Last week, The Inquisitr covered a story about a mom who had agreed to let the Internet choose her baby’s name, to the tune of $5,000. The story seemed unbelievable to readers who thought no one would ever let someone pay them for the rights to name their own child. Turns out, they were right.

The “mom” who claimed to be the winner of the Belly Ballot contest was actually a paid actress, according to recent reports. The Los Angeles website LAist initially questioned the validity of the contest, saying that the mother, Natasha Hill, looked remarkably like 26-year-old actress Natasha Lloyd. The hoax was eventually admitted by Belly Ballot’s co-founder, Lacy Moler.

Belly Ballot is a website that allows friends and family members of expecting parents to vote on their favorite baby names. Belly Ballot recently came to the press with news of a contest that allowed women to “sell” their baby-naming rights to the Internet. In exchange for $5,000, the winner would sign a contract giving up rights to name their child. The baby would then be named by Internet users who could vote on their favorite baby name.

The winner claimed to be three-month-pregnant Natasha Hill, a single mother who would use the prize money to pay off debt and start a college fund for her unborn baby. She was reportedly rooting for the name James.

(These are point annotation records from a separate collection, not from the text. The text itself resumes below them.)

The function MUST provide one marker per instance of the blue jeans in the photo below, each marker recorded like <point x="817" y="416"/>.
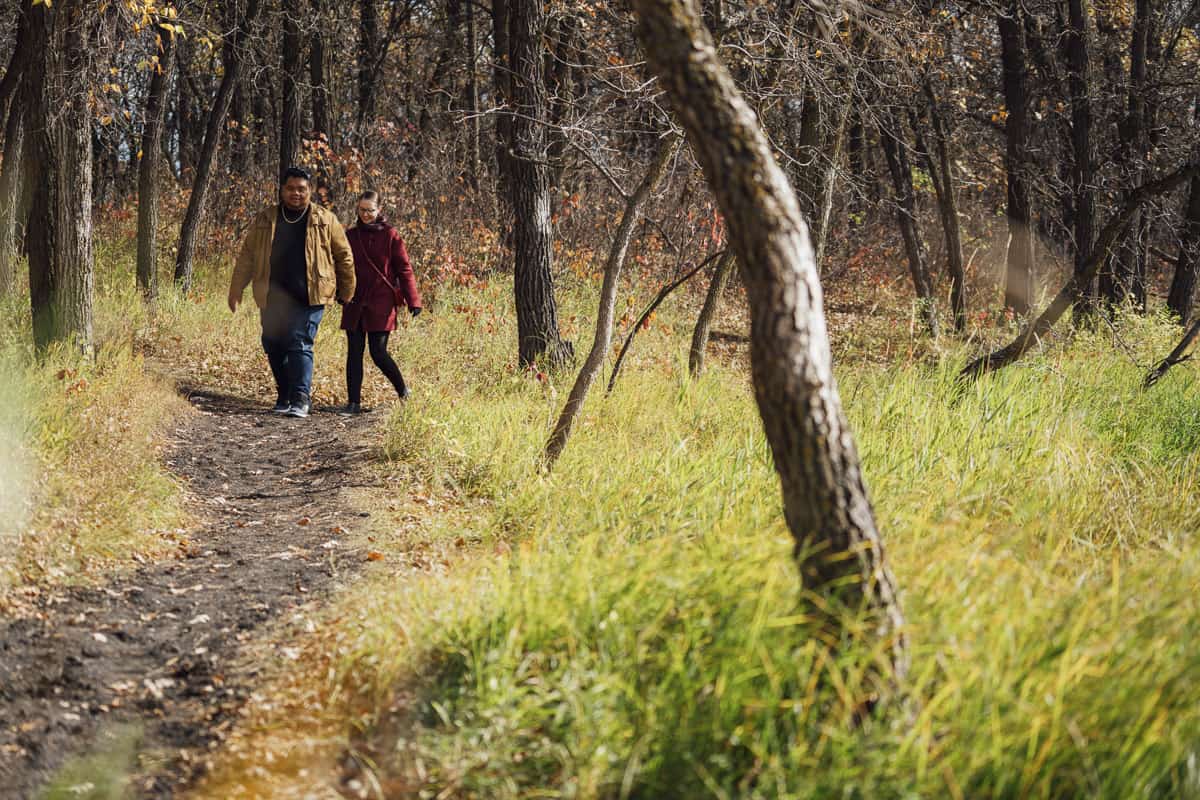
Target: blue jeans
<point x="288" y="331"/>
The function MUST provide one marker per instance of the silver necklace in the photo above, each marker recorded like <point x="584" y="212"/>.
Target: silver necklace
<point x="285" y="210"/>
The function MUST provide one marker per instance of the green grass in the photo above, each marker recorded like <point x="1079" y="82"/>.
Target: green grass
<point x="631" y="625"/>
<point x="82" y="488"/>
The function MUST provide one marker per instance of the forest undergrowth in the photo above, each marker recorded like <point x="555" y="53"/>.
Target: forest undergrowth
<point x="630" y="624"/>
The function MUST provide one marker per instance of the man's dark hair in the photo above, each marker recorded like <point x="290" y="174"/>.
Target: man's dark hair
<point x="295" y="172"/>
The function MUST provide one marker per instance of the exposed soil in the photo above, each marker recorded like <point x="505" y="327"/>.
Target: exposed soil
<point x="163" y="648"/>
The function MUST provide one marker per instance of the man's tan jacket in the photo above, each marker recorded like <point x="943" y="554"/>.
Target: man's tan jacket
<point x="327" y="254"/>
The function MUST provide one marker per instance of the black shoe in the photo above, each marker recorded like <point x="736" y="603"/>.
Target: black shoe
<point x="299" y="408"/>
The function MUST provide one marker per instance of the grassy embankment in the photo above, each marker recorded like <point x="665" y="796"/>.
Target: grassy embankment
<point x="82" y="489"/>
<point x="630" y="624"/>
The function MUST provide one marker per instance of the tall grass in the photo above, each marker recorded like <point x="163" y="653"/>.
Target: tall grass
<point x="640" y="631"/>
<point x="82" y="488"/>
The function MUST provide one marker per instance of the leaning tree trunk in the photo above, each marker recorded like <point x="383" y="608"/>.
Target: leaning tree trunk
<point x="634" y="205"/>
<point x="289" y="77"/>
<point x="532" y="230"/>
<point x="838" y="545"/>
<point x="59" y="232"/>
<point x="189" y="232"/>
<point x="699" y="350"/>
<point x="1019" y="270"/>
<point x="891" y="132"/>
<point x="148" y="175"/>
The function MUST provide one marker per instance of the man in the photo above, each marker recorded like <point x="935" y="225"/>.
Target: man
<point x="298" y="260"/>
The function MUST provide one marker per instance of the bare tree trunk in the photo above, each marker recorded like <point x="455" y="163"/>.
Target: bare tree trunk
<point x="819" y="144"/>
<point x="1109" y="236"/>
<point x="825" y="500"/>
<point x="533" y="230"/>
<point x="895" y="150"/>
<point x="699" y="350"/>
<point x="473" y="128"/>
<point x="317" y="73"/>
<point x="1020" y="263"/>
<point x="617" y="253"/>
<point x="59" y="232"/>
<point x="196" y="204"/>
<point x="1083" y="172"/>
<point x="11" y="83"/>
<point x="148" y="174"/>
<point x="289" y="77"/>
<point x="942" y="173"/>
<point x="502" y="94"/>
<point x="1183" y="284"/>
<point x="13" y="178"/>
<point x="369" y="44"/>
<point x="13" y="174"/>
<point x="1127" y="276"/>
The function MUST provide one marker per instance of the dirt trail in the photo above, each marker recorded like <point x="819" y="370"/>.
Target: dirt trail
<point x="160" y="648"/>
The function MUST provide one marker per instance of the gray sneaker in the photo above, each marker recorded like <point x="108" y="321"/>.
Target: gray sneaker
<point x="299" y="408"/>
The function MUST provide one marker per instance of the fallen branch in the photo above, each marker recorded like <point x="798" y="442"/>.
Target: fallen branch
<point x="1181" y="353"/>
<point x="649" y="310"/>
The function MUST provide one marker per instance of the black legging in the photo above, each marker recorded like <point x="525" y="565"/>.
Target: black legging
<point x="378" y="343"/>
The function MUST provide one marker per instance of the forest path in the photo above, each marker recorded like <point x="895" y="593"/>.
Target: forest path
<point x="151" y="669"/>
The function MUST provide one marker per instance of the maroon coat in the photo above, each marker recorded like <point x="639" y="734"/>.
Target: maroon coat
<point x="373" y="306"/>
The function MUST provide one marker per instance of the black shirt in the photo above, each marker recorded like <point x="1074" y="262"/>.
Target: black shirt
<point x="289" y="268"/>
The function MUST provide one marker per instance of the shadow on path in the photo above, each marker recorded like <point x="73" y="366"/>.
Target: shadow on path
<point x="156" y="650"/>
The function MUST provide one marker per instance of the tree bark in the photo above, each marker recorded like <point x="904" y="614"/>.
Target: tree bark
<point x="317" y="77"/>
<point x="603" y="338"/>
<point x="196" y="203"/>
<point x="1126" y="278"/>
<point x="13" y="214"/>
<point x="11" y="83"/>
<point x="472" y="104"/>
<point x="148" y="173"/>
<point x="895" y="150"/>
<point x="1019" y="263"/>
<point x="1083" y="170"/>
<point x="838" y="545"/>
<point x="533" y="230"/>
<point x="289" y="78"/>
<point x="942" y="174"/>
<point x="1183" y="284"/>
<point x="59" y="230"/>
<point x="13" y="174"/>
<point x="1108" y="239"/>
<point x="502" y="92"/>
<point x="819" y="144"/>
<point x="369" y="46"/>
<point x="699" y="350"/>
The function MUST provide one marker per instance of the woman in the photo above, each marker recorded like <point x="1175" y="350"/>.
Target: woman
<point x="384" y="282"/>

But after the LAist began poking holes in Hill’s credibility, Moler admitted to Today Moms that the story was all a hoax, meant to bring in publicity.

“We came up with the idea for the contest and we knew it would be controversial… But we’re a startup and we wanted to control the situation,” Moler toldToday.

Moler stated that after receiving no applications for the baby-naming contest, Belly Ballot decided to hire an actress to play the winner. Moler would not disclose how much Lloyd was being paid, or any details of their contract. After posting Lloyd as the fake winner, however, Moler notes that applications for future contests of the same nature cam flooding in.

Do you think a contest like this one could happen in the future? Would you take $5,000 in exchange for baby-naming rights?